Greetings admin brothers and sisters,
I've had an issue with one of my clients for a couple of weeks that I'm unable
to correct. This is a Solaris client, version 5.2.2. The server is AIX,
version 5.1.6. The client schedule starts with no problems, and sometimes a
little bit of data is sent to tape, but invariably communication with the
server gets hosed and I start seeing the following messages in the client's
error log:
*****
12/03/04 12:33:22 ANS1005E TCP/IP read error on socket = 5, errno = 131,
reason : 'Connection reset by peer'.
12/03/04 12:33:22 ANS1809W Session is lost; initializing session reopen
procedure.
12/03/04 12:33:38 ANS1810E TSM session has been reestablished.
*****
Here's what I'll see in the server activity log:
*****
12/03/04 14:22:36 ANR0480W Session 1073 for node PRDWEB2 (SUN SOLARIS)

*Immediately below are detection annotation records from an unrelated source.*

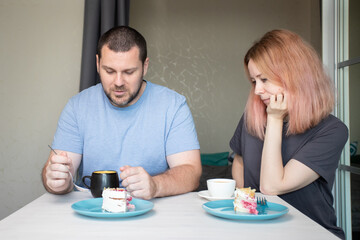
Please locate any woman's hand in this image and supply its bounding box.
[266,93,288,120]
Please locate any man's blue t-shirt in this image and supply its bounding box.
[52,82,200,182]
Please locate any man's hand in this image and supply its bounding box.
[45,152,74,193]
[120,165,157,200]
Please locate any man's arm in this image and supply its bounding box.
[42,150,82,194]
[120,150,201,199]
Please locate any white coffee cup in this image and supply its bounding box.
[206,178,236,198]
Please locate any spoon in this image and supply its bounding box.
[48,145,90,192]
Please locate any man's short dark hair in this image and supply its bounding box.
[97,26,147,63]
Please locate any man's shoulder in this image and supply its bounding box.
[148,82,186,102]
[71,83,103,102]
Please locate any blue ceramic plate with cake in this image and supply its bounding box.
[71,198,154,218]
[202,200,289,220]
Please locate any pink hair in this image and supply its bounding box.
[244,30,334,139]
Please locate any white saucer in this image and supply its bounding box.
[198,190,234,201]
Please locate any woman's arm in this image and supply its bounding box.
[260,94,319,195]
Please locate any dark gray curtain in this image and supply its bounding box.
[80,0,130,91]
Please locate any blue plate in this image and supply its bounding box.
[202,200,289,220]
[71,198,154,218]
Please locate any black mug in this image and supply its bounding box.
[82,170,119,198]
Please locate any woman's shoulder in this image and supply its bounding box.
[315,114,348,140]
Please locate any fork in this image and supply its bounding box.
[48,145,90,192]
[256,197,267,207]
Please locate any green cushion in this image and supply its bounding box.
[200,152,229,166]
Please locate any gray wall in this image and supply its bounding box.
[130,0,321,153]
[0,0,84,219]
[0,0,321,219]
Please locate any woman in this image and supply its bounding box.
[230,30,348,239]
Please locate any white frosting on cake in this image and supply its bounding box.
[102,188,127,213]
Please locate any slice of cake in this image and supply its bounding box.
[234,187,258,215]
[102,188,135,213]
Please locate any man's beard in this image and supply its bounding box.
[105,81,143,108]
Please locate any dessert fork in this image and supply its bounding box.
[256,197,268,214]
[256,197,267,207]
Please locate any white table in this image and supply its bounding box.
[0,192,337,240]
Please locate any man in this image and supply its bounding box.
[42,26,201,199]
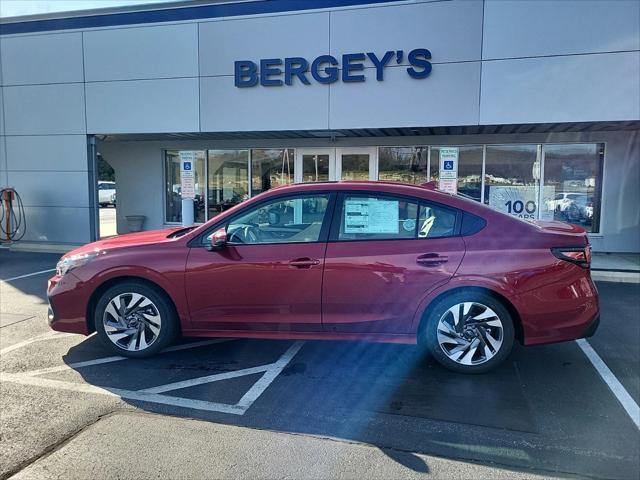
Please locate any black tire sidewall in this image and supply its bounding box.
[421,290,515,373]
[94,281,177,358]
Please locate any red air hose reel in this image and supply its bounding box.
[0,187,27,243]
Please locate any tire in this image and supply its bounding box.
[421,290,514,373]
[94,280,178,358]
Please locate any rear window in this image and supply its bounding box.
[338,194,456,241]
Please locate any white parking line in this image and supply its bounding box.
[0,334,304,415]
[576,338,640,429]
[0,268,56,282]
[0,332,76,355]
[24,338,234,377]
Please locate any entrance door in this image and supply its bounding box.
[295,147,378,183]
[294,148,336,183]
[336,147,378,180]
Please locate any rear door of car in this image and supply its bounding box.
[322,192,465,333]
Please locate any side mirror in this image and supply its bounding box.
[207,227,227,252]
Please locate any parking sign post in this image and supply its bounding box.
[180,152,196,227]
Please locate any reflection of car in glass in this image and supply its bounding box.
[98,181,116,207]
[547,192,593,223]
[48,182,599,373]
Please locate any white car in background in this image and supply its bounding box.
[98,181,116,207]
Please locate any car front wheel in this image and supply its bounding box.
[95,281,177,358]
[422,291,514,373]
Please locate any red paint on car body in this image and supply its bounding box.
[48,182,599,345]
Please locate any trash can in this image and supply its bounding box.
[125,215,147,232]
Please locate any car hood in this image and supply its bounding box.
[63,227,183,258]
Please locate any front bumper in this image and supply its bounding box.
[47,272,91,335]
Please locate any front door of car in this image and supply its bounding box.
[322,193,465,333]
[185,193,331,331]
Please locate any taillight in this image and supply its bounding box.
[551,245,591,268]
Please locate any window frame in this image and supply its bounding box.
[187,189,336,248]
[328,190,463,243]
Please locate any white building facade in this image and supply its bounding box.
[0,0,640,252]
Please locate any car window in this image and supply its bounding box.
[221,194,329,244]
[338,195,456,240]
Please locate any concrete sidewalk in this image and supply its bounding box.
[12,412,550,480]
[591,252,640,283]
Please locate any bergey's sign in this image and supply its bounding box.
[234,48,431,88]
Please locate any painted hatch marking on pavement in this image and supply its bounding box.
[576,338,640,429]
[0,334,305,415]
[0,268,56,282]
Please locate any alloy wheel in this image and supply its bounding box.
[102,292,162,352]
[437,302,504,365]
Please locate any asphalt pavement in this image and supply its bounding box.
[0,251,640,479]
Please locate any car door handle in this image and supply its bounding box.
[289,257,320,268]
[416,253,449,267]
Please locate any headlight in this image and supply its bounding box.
[56,252,98,276]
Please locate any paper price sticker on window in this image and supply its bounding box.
[344,198,400,233]
[180,152,196,198]
[438,147,459,195]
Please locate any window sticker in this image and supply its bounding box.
[402,218,416,232]
[344,198,399,233]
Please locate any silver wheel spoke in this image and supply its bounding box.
[458,338,480,365]
[102,292,162,351]
[437,302,504,365]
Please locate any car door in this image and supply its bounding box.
[322,193,465,333]
[185,192,333,331]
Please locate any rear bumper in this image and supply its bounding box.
[516,267,600,345]
[581,313,600,338]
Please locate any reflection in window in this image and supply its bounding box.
[227,194,329,244]
[165,150,205,223]
[431,146,482,202]
[484,145,546,220]
[207,150,249,218]
[543,143,604,233]
[341,153,369,180]
[338,195,456,240]
[251,148,295,195]
[378,147,428,185]
[302,154,330,182]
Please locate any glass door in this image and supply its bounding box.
[294,148,337,183]
[335,147,378,180]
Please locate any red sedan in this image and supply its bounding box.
[48,182,599,373]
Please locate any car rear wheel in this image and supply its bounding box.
[423,290,514,373]
[95,281,177,358]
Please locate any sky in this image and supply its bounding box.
[0,0,185,17]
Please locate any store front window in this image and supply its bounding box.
[378,147,429,185]
[207,150,249,218]
[484,144,548,220]
[543,143,604,233]
[164,150,206,223]
[251,148,295,195]
[165,143,604,233]
[431,145,482,202]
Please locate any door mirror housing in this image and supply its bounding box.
[206,227,227,252]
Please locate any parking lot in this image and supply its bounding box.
[0,250,640,479]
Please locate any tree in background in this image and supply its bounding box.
[98,155,116,182]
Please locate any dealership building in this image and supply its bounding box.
[0,0,640,253]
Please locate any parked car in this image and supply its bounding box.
[48,182,599,373]
[547,192,593,223]
[98,181,116,207]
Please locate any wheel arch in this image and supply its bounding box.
[418,286,524,345]
[86,275,182,333]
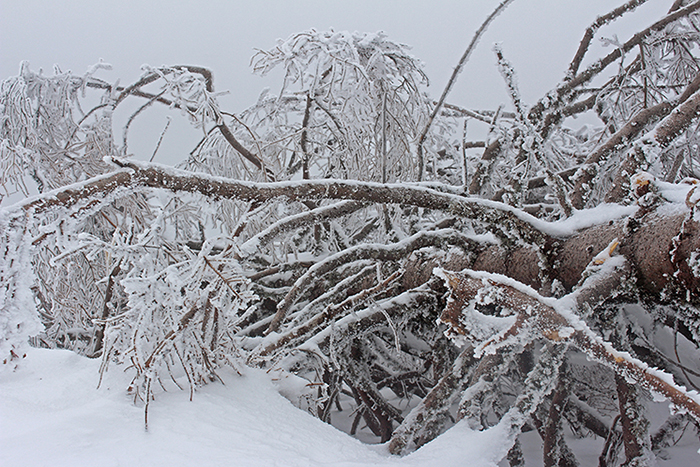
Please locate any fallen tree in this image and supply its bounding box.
[0,0,700,466]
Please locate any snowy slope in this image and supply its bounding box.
[0,349,512,467]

terminated - connection with client severed.
*****
Oddly enough, I can run the backup from the command doing a "dsmc i" and it
completes without a problem. I found some good info at adsm.org on this
particular issue, and it looks like some folks were able to resolve similar
problems by reinstalling the client's software ... which I've tried to no
avail. I've talked to IBM, and they were zero help. I've talked with Sun to
verify that the interface on this Solaris box is set up correctly (which I knew
it was already). I've checked the settings on the switch port this client
plugs into. I've even pulled a new fiber cable from the client to the switch.
And the problem persists!
The problem started for no particular reason a couple of weeks ago. It's very
strange, too, because this Solaris server is clustered, and it's sister server
(which is set up exactly the same way) has no problems. Everything in the
dsm.sys and dsm.opt files of these two clients is exactly the same.
Has anyone come across this before?
Sincere thanks,
Chris Hund
Unix/Tivoli Admin
Benesight
|